Der Mitbewohner hat eine Überraschung für mich, ich sehe sie, als ich auf die Terrasse komme. Da stehen nicht mehr Mommis Gartenmöbel, sondern ganz andere aus dunkelgrünem Plastik. Ein runder Tisch, vier Stühle und eine Liege.

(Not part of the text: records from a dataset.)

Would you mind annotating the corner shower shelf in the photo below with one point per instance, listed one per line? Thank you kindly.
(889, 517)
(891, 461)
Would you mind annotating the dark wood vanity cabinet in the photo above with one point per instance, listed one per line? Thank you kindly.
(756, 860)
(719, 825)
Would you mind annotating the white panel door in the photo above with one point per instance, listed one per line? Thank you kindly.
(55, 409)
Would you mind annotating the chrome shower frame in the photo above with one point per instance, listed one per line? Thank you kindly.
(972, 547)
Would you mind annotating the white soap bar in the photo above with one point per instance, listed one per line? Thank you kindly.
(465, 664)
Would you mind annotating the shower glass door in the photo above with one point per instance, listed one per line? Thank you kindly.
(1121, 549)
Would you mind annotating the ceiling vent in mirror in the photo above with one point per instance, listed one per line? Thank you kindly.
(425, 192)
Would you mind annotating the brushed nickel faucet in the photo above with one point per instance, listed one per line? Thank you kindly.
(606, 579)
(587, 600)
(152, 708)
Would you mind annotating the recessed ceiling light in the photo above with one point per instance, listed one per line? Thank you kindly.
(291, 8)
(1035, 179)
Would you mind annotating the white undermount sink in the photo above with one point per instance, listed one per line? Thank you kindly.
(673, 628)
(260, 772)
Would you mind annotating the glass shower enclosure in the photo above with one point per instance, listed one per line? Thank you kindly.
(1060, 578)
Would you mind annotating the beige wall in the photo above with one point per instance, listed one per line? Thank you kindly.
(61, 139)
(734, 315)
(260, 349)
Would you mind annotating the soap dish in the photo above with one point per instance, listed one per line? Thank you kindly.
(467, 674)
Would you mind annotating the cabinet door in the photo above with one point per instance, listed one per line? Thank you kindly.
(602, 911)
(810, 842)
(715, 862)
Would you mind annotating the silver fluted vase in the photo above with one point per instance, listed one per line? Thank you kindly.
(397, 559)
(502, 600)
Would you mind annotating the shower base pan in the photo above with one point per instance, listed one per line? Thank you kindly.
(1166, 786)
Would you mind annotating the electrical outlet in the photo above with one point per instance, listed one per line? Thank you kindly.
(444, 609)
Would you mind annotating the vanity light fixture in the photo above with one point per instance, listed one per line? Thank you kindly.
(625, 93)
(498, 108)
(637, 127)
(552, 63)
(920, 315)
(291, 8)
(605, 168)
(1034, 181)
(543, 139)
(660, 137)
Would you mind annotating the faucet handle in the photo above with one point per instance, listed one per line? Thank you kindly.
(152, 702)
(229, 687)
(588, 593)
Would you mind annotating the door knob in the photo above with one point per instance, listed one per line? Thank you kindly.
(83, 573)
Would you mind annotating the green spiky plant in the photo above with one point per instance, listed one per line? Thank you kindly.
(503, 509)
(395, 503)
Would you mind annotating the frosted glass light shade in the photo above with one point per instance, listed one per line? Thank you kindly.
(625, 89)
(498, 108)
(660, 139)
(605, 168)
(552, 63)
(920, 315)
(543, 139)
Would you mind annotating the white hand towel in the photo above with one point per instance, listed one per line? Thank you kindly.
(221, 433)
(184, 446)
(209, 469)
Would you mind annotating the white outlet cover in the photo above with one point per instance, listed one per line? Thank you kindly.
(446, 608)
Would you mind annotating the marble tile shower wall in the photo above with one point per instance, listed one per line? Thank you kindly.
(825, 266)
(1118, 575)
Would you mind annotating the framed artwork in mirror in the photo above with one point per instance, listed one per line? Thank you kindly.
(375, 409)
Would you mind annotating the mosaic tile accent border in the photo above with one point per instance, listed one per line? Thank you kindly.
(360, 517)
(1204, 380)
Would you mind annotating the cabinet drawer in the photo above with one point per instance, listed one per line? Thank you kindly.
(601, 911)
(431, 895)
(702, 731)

„Miloš?“, rufe ich, kaum dass ich im Haus bin.
„Hier“, tönt es vom Sofa.
Ich gehe in den Wohnraum. Er liest. „Woher haben wir die Gartenmöbel?“
„Sandrine hat sie uns geschenkt, sie haben sich neue gekauft, aber sie wollten die hier nicht wegwerfen, weil sie ja noch gut sind. Also hat sie mal im Kollegenkreis nachgefragt, wer sie haben will. Ihr Mann hat sie zur Arbeit gebracht, dann sind wir hierhin gefahren, haben die Sachen ausgeladen, haben Amalias Möbel eingeladen und zu ihr gebracht, und weil er dann immer noch Taxi für mich spielen wollte, haben wir Sloba noch ihren Kram gebracht. Jetzt ist alles da, wo es hingehört.“
Stimmt, jetzt, da er es sagt, fällt es mir auch auf: Der Kistenstapel neben dem Bücherregal ist weg.(329) „Aber warum liegst du hier drinnen rum, wenn wir so eine tolle Liege haben? Die sieht ja recht gemütlich aus.“
„Ja, ist sie, aber mir ist es zu kalt draußen.“
Ein Serbe ohne Temperaturempfinden friert? Wo gibt’s denn so was?! Ich halte mich nicht damit auf. „Hast du schon was gegessen?“
„Butterbrote. Hat Sloba dich erreicht?“
„Ja. Freitag gehen wir ins Kino, sie hat mich eingeladen.“
„Aha“, grinst er, „Letzte Reihe im dunklen Kino? Pass bloß auf deine Finger auf!“
Schnaubend wende ich mich ab. Sollte der Fall eintreten, dass ausnahmsweise Sloba keine dummen Kommentare macht, ist es sicher Miloš. Manchmal nervt mich diese Sippe. Ich gehe in die Küche und setze Kaffee auf. Irgendwo muss noch ein Stück Europameisterkuchen sein.
Er erhebt sich vom Sofa und kommt auch in die Küche, bleibt aber nicht, sondern geht weiter zur Terrassentür und will raus. Mit einem abrupten Schrei knallt er die Tür zu.